Still Small Voice
Proverbs 3:5-6 New American Standard Bible (NASB)
5 Trust in the Lord with all your heart
And do not lean on your own understanding.
6 In all your ways acknowledge Him,
And He will make your paths straight.
Several years back, while putting away laundry, God spoke to me in a still small voice. I was totally focused on getting ready for the next work week. I don’t recall there being any sound such as TV or radio. But as clear as the TV would have sounded, I heard God speak to me about something that was to come in my life. Right there with a freshly laundered shirt in my hand. I heard God speak to me. Suddenly, I stopped in my tracks and looked around the room. Imagine the look on my face. My surprise was not so much because He spoke; but what he said, was totally un-expectant. It was an answer to a longtime prayer.
Before I regained my steps and continued with my never ending laundry; I thanked and praised God enormously. Instantly, I knew in my spirit that although He gave me that new and special revelation, it would be some time before it would come to fruition.

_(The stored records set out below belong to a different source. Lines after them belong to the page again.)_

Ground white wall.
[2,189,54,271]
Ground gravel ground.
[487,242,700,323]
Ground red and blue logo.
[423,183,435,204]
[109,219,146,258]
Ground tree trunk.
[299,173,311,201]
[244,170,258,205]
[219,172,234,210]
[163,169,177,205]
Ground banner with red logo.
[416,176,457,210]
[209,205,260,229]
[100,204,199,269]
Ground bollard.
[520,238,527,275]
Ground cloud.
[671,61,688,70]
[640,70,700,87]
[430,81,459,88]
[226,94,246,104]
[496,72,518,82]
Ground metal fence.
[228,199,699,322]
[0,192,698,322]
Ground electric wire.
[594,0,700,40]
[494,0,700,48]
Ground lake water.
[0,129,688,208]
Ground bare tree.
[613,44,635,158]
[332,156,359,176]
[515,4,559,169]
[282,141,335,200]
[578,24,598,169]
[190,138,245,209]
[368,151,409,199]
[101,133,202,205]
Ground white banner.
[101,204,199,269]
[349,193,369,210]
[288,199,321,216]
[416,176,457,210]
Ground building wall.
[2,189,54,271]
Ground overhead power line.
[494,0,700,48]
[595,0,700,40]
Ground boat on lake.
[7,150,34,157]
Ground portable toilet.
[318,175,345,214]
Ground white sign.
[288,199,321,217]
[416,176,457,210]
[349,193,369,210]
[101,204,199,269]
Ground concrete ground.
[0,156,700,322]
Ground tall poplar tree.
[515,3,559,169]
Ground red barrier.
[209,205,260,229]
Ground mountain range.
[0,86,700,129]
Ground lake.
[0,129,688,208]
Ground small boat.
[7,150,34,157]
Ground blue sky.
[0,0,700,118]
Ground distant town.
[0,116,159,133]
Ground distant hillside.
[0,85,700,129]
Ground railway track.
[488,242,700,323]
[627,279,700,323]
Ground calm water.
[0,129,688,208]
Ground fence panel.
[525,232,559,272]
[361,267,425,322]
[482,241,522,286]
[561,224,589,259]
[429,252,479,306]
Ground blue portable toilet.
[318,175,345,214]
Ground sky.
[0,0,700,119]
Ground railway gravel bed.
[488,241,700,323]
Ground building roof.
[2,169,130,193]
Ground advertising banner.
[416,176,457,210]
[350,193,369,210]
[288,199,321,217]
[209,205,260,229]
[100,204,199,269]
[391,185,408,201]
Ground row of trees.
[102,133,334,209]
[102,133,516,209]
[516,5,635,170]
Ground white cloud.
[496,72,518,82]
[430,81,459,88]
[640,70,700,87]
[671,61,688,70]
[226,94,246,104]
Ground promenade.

Fast forward to a year or so ago. I witnessed something, that to my understanding, made what God said to me in his still small voice seem like an absolute impossibility. I was instantly crushed. My heart was broken in to a million pieces right there in the parking garage. I slammed myself into the car and started a full on meltdown. As I drove, the meltdown, in my car on a major highway was Lifetime TV ready! After all, we are talking years since God gave me this revelation. I cried and yelled at God, and cried some more. This cry was the serious, not so pretty variety. I told Him that I thought I was certain of what he told me. How could I be so wrong, God? In my tantrum, I reminded God (in the event that He forgot) that I have been being faithful and patient. Then it happened, right there in the midst of my level ten meltdown…the still small voice. He said “trust in the Lord with all your heart and lean not to your own understanding, in all your ways acknowledge me and I will make your paths straight.” I heard Him, again! I did the post cry heavy breathing routine and got myself together. As I managed to pull over at my destination, I felt as if my Father calmed me down like a toddler after booboo yielding fall.
What we’re told not to lean on is our “own understanding,” meaning conclusions based primarily on our own perceptions. Our own understanding simply will not bear the full weight of reality. So many of the things that cause us the most difficulty and heartache in life, the source of so much of our anxiety, fear, doubt, and anger with others and with God, is the result of leaning on our own understanding.
To date, what God told me years ago while doing laundry has yet to come to pass. I don’t know when it will. But when I get weary and doubtful God speaks to me either in a still small voice or through reading His scripture. Over the years, He has reminded me that He is a sovereign and loving God. My duty is to trust in Him. In exercising faith — trusting fully in the Lord and not leaning on our own understanding — we’re not setting aside our intellect. We’re resting our wisdom and sovereignty of God. But, I am so glad that even in the throes of a storm of doubt, I hear can hear Him. Quietly, He speaks to me. Gently, He leads me with His still small voice.